The last 12 months have been a time of great change for Xodus Group’s boss – both in the office and at home.
In July, Stephen Swindell and his wife took in two foster children. Their three adult sons had flown the nest a few years earlier.
At the start of this year, he was appointed managing director of Xodus, the engineering and advisory consultancy he helped set up in 2005.
More change was to follow in February, when oilfield service firm Subsea 7 became majority owner of Xodus.
Subsea 7 bought 60% of Xodus, while Japan’s Chiyoda Corporation kept a 40% stake.
Xodus said the stake sale would open doors for the company without compromising its independence.
Mr Swindell said taking on the managing director role after so many years at Xodus was “a nice thing”, and a chance to give the business “fresh impetus”.
“Xodus is on a new path with new shareholders. In many ways, it’s the same at home,” said Mr Swindell, who joked that being responsible for young children again was “like being run over by a bus”.
He said: “It has been a busy last six months. Our sons have been out of the house for the last two or three years, so we ended up with a lot of space.
“My wife is from a childcare background and was interested in fostering. We took in siblings – a five year-old and an eight year-old. We’re adapting to that as a family.”
Mr Swindell is used to adapting by now.
The South African came to the UK on holiday in his 20s, and ended up making the Granite City his home.
He said: “I ran out of money and was looking for a job when I was in London. I was told there was lots of work in Aberdeen, but didn’t know where it was.
“That was in 1990. I got a job as a 27-year-old. My mum is still waiting for me to come home.”
Since then, Mr Swindell has lived through several downturns, but thinks the current downcycle has cut deepest.
He said: “This downturn has been the worst in terms of how long it has lasted. The ones in 1999 and 2008 were bad, but they were short. Everyone suffered for six months and had to cut costs, then the price came back and everyone carried on as normal.
“With this one, we have had three years of readjustment and adapting to new ways of business. We’ve been trying to change the way we offer consultancy services to make money in this environment.
“We’ve gone some way to achieving that, but are still looking for more innovative ways of doing things.
“I’ve been part of Xodus from day one and have been through a lot of restructuring during the downturn.
“We’re now in very good shape and have adapted the size of the business to match what we’re seeing from the market.”
The deal with Subsea 7 should give Xodus a shot in the arm.
Mr Swindell said Xodus would gain access to bigger clients in Subsea 7’s network.

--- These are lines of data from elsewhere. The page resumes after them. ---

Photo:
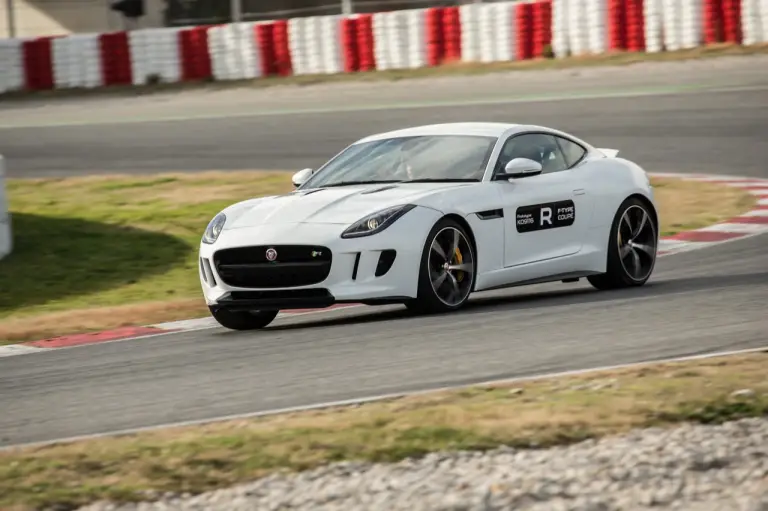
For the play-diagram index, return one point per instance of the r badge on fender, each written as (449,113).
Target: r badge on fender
(540,217)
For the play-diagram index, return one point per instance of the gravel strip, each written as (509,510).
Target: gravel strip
(697,468)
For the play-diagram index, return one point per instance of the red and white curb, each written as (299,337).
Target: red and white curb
(752,223)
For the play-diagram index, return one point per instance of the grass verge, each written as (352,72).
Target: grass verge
(103,252)
(454,69)
(537,413)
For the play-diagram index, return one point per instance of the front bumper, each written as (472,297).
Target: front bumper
(382,268)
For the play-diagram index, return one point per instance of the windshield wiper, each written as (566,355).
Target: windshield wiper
(348,183)
(440,180)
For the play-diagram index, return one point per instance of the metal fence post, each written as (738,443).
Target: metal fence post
(237,11)
(11,18)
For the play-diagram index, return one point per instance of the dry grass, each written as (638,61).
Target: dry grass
(522,414)
(45,326)
(688,205)
(452,69)
(130,257)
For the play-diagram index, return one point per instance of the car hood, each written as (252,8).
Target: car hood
(335,205)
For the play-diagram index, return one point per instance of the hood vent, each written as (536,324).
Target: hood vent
(389,187)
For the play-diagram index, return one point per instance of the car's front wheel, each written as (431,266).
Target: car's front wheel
(631,248)
(447,269)
(243,320)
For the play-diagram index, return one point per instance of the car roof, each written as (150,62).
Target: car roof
(488,129)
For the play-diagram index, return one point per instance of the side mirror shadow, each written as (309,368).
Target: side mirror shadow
(301,177)
(520,167)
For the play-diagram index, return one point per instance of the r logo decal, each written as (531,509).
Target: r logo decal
(540,217)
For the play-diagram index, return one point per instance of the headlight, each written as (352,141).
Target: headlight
(214,228)
(376,222)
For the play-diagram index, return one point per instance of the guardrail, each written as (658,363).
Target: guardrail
(477,32)
(6,238)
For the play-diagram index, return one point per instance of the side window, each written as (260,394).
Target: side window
(534,146)
(571,151)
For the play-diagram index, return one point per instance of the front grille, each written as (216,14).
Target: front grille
(295,265)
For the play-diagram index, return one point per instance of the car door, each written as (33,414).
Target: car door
(546,215)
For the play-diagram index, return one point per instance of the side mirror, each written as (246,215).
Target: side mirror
(520,167)
(301,177)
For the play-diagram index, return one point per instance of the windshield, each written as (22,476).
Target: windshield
(428,158)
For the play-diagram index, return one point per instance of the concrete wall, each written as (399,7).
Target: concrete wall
(36,18)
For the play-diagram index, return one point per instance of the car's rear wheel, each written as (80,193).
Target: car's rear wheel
(632,248)
(243,320)
(447,269)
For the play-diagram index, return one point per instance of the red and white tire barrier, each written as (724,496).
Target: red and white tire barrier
(409,39)
(752,223)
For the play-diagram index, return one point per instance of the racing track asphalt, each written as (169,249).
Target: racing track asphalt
(706,300)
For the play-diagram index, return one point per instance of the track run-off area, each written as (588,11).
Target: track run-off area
(708,117)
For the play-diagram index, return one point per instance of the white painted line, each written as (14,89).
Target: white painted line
(692,245)
(18,349)
(187,324)
(733,179)
(669,244)
(382,397)
(757,212)
(735,228)
(745,184)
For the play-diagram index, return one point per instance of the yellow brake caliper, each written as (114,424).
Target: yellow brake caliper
(459,260)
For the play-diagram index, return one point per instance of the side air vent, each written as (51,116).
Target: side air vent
(383,188)
(386,260)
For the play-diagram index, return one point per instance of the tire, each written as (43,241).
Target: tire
(460,278)
(629,234)
(236,320)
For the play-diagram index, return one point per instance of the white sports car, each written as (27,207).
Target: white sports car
(425,216)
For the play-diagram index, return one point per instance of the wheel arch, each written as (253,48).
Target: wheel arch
(647,202)
(463,222)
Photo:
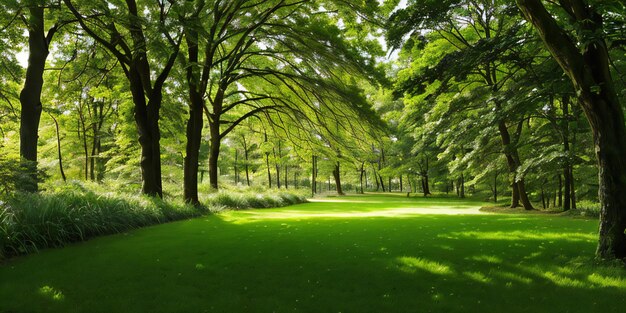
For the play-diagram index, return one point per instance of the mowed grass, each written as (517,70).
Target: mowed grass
(373,253)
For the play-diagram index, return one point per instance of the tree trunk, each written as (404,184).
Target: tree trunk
(337,176)
(214,152)
(236,167)
(517,185)
(30,96)
(382,183)
(495,188)
(566,150)
(56,124)
(591,77)
(286,178)
(277,165)
(313,175)
(245,155)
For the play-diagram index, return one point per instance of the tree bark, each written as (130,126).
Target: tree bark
(567,164)
(589,72)
(30,96)
(361,177)
(337,176)
(245,155)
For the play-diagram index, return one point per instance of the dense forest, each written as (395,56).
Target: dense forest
(507,101)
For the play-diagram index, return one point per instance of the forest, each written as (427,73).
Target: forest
(121,114)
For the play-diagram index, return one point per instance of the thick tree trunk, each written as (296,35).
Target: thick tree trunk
(567,164)
(286,178)
(146,119)
(59,155)
(313,175)
(277,166)
(245,155)
(462,188)
(214,153)
(495,188)
(591,77)
(361,177)
(337,176)
(195,123)
(30,96)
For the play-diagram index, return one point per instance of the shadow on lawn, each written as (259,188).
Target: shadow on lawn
(242,262)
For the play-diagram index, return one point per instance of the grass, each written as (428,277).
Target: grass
(375,253)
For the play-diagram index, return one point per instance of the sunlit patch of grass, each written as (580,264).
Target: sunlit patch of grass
(477,276)
(51,293)
(366,264)
(605,281)
(412,264)
(520,235)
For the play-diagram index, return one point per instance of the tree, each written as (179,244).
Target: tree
(584,57)
(39,41)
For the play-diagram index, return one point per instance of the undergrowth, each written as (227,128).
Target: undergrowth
(77,211)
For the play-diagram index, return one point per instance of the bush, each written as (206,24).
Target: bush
(79,210)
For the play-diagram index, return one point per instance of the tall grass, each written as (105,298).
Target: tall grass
(79,211)
(29,222)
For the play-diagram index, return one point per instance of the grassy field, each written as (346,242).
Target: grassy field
(375,253)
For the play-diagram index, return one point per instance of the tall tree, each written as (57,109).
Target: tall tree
(146,59)
(39,40)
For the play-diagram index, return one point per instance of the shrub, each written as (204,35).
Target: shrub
(30,221)
(251,198)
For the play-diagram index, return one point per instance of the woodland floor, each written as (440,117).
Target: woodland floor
(372,253)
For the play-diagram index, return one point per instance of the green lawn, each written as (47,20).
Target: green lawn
(376,253)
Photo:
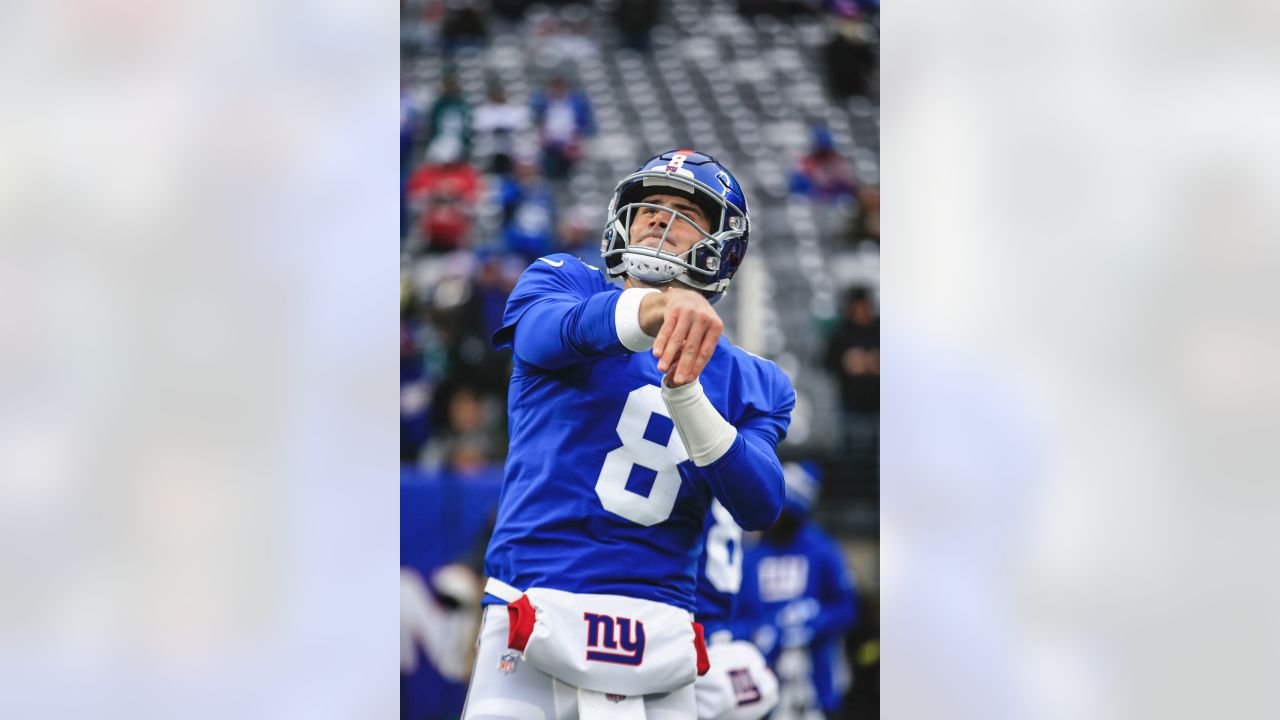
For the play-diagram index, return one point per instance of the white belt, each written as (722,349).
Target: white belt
(502,591)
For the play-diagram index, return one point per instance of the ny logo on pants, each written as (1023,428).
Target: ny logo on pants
(612,633)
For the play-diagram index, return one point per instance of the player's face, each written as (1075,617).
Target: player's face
(648,224)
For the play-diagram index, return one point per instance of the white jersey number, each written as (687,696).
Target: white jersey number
(723,551)
(636,450)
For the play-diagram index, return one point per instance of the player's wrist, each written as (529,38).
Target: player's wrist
(705,433)
(629,318)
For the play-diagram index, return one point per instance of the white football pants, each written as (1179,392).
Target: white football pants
(503,688)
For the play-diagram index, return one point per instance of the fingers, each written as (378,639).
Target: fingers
(675,341)
(698,349)
(659,342)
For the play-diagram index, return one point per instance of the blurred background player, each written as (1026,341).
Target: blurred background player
(796,604)
(752,95)
(629,414)
(739,684)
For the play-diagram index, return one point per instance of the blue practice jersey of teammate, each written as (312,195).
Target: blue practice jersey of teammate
(599,495)
(801,595)
(720,572)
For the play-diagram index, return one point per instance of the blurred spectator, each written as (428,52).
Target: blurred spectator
(565,121)
(444,197)
(863,647)
(472,317)
(464,26)
(565,40)
(580,235)
(796,602)
(849,57)
(635,21)
(510,10)
(449,124)
(865,226)
(822,174)
(785,9)
(469,432)
(853,355)
(528,213)
(501,122)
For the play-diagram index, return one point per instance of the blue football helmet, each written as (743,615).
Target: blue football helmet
(711,263)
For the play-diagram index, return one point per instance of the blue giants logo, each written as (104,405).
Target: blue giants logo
(629,638)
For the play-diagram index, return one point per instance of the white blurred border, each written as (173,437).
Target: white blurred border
(1079,249)
(197,383)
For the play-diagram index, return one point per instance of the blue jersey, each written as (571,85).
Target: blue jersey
(803,596)
(599,495)
(720,572)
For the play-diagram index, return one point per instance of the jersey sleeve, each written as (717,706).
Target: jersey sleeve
(748,478)
(560,313)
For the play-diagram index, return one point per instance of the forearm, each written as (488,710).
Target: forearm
(556,333)
(748,481)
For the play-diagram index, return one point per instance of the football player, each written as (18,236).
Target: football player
(629,414)
(739,684)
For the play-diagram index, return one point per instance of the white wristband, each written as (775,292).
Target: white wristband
(707,434)
(626,319)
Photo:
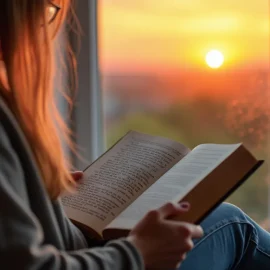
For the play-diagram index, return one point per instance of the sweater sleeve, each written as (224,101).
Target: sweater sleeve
(22,241)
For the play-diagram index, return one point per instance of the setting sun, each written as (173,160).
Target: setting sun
(214,59)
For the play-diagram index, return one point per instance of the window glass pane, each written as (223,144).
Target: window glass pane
(194,71)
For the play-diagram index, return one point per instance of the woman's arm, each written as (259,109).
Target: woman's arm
(22,244)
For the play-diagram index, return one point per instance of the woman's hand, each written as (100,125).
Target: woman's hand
(164,243)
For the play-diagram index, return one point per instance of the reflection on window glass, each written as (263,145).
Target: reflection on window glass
(194,71)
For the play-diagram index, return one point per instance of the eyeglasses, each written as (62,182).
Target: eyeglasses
(51,12)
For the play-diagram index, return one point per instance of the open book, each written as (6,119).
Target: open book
(142,172)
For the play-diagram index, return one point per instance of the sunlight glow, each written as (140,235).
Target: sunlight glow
(214,59)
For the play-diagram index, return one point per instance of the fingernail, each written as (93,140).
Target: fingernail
(200,228)
(184,205)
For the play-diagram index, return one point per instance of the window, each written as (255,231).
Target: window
(194,71)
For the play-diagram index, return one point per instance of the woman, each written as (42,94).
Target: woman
(34,231)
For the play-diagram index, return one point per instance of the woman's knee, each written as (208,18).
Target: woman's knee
(226,212)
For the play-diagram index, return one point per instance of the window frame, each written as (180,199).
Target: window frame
(87,116)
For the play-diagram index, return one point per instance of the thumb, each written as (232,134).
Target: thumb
(77,176)
(172,209)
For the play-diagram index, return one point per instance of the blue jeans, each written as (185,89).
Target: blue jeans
(232,240)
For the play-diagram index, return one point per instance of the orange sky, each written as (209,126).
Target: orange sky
(146,35)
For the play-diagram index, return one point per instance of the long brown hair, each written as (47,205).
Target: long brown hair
(27,54)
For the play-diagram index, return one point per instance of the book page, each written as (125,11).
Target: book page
(176,183)
(120,176)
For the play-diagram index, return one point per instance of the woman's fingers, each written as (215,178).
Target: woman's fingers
(172,209)
(77,176)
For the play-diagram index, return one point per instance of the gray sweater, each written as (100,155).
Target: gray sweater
(34,231)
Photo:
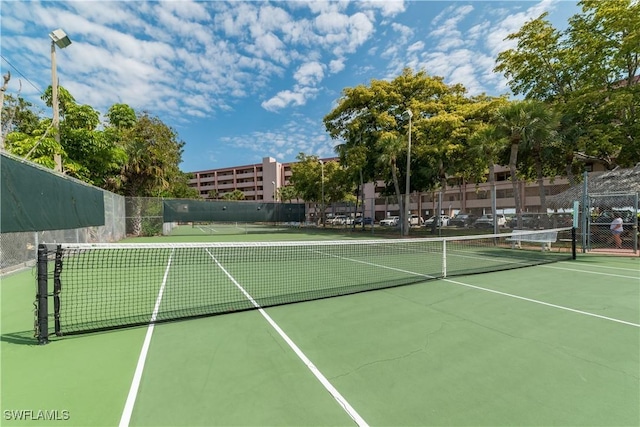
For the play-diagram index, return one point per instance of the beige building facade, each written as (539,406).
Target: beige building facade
(259,182)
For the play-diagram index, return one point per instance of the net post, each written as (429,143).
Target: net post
(444,259)
(42,307)
(57,287)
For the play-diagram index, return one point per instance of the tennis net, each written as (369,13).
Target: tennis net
(98,287)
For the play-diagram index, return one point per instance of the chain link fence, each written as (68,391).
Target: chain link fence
(18,250)
(612,221)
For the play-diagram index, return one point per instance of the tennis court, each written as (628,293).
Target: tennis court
(552,344)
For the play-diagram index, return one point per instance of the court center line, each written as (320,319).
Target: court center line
(137,376)
(314,370)
(586,313)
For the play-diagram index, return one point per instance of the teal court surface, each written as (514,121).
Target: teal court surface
(549,345)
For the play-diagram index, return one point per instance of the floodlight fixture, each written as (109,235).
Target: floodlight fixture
(60,38)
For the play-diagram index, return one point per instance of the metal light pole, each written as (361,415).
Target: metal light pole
(322,186)
(58,38)
(406,205)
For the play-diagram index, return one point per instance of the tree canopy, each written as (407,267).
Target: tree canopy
(133,154)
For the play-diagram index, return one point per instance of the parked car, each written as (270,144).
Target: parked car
(463,220)
(342,220)
(390,221)
(529,220)
(443,221)
(486,221)
(366,220)
(415,220)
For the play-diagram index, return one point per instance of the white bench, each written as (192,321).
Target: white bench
(545,238)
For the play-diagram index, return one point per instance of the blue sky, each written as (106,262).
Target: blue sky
(240,81)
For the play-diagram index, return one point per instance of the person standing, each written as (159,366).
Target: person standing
(616,230)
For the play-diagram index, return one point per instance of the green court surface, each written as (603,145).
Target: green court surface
(551,345)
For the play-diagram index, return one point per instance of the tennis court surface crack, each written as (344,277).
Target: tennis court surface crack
(396,358)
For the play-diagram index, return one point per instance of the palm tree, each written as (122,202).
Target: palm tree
(525,124)
(487,143)
(391,146)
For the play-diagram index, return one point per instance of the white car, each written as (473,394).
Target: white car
(390,221)
(486,221)
(444,221)
(342,220)
(415,220)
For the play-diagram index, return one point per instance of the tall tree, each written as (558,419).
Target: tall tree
(590,73)
(365,113)
(524,124)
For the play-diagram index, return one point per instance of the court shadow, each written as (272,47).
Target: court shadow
(20,338)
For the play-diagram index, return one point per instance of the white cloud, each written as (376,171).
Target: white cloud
(388,8)
(309,74)
(336,65)
(417,46)
(284,99)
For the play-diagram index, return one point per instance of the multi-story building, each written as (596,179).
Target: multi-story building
(260,182)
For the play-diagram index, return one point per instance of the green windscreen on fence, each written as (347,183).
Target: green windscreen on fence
(35,199)
(182,210)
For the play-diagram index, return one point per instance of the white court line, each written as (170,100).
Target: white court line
(314,370)
(592,272)
(137,376)
(586,313)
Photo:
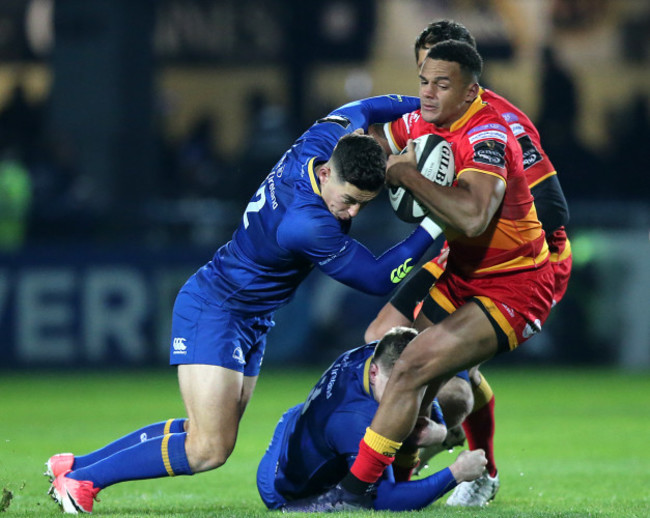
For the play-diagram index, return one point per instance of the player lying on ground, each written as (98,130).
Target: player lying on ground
(315,442)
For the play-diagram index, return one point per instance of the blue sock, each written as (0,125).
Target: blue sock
(141,435)
(162,456)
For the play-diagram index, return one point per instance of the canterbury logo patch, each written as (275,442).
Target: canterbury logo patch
(398,274)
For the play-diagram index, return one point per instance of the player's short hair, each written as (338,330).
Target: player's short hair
(361,161)
(442,30)
(470,61)
(389,348)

The connection should also help it secure more front end engineering design (Feed) and renewables work.
So far, it has been business as usual for Xodus.
“The new shareholders treat us like an independent company,” Mr Swindell said.
“We are making our own commercial decisions. They are letting us get on with business.
“We are having more discussions at management level about different opportunities, but they have not come in and said things are going to be done differently.”
He said Subsea 7 would have been attracted to Xodus by its environmental and advisory capabilities, as well as its subsea offering.
Mr Swindell also said Xodus provided services relating to due diligence around mergers and acquisitions for investors, including banks.
He said the company was busy, but still had plenty of room to grow.
Xodus employs 300 people globally, including more than 100 in Aberdeen.
Mr Swindell said recruitment would be driven by contract wins, but that Xodus was “hoping for a 10% increase in numbers, overall”.
Its plans include a “conscious move to recruit graduates”.
He said business was “picking up” and that more companies were looking at new field developments.
“I am positive about the outlook for the first time in a while,” Mr Swindell said. “We are turning a corner. More oil companies are back in investment mode.
“The oil price is still not very high, so we have to be careful about investing. But investment decisions are being made, at last. Two years ago, no decisions were being made.”
He is excited by a number of projects Xodus is working on, including environmental impact assessments for Woodside and Cairn Energy in West Africa.
Xodus is also engaged with Scottish Enterprise on an assessment of Scotland’s subsea market, is supporting SSE with a number of projects, including cable laying, and is carrying out integrity management work with CNR and Premier Oil.
Xodus is also keeping up its strong links with Japan. The company conducted extensive research used to help Japanese oil and gas companies gain a better understanding of decommissioning.
Mr Swindell said Xodus was a good bellwether for the sector: “We’re seeing more front end work this year than last, which is a good indicator that construction work on installations will be under way in two to three years.
“Xodus is a good indicator. If we feel things are getting busier, it means everyone else will be busy in two years. At the same time, when the downturn hit we ran out of work in two to three months.”
Holding company accounts released by Companies House in September showed Xodus made pre-tax losses of £14.04million in 2016, after losses of £16.3million in 2015, with turnover down nearly £20million at £34.8million.
Mr Swindell said Xodus continued to turn over £30-£34million per year.
He expects maintenance work to hold up, while decommissioning should gather pace.
Mr Swindell added: “My main concern is the lack of exploration drilling. In two or three years, where are the developments going to come from?”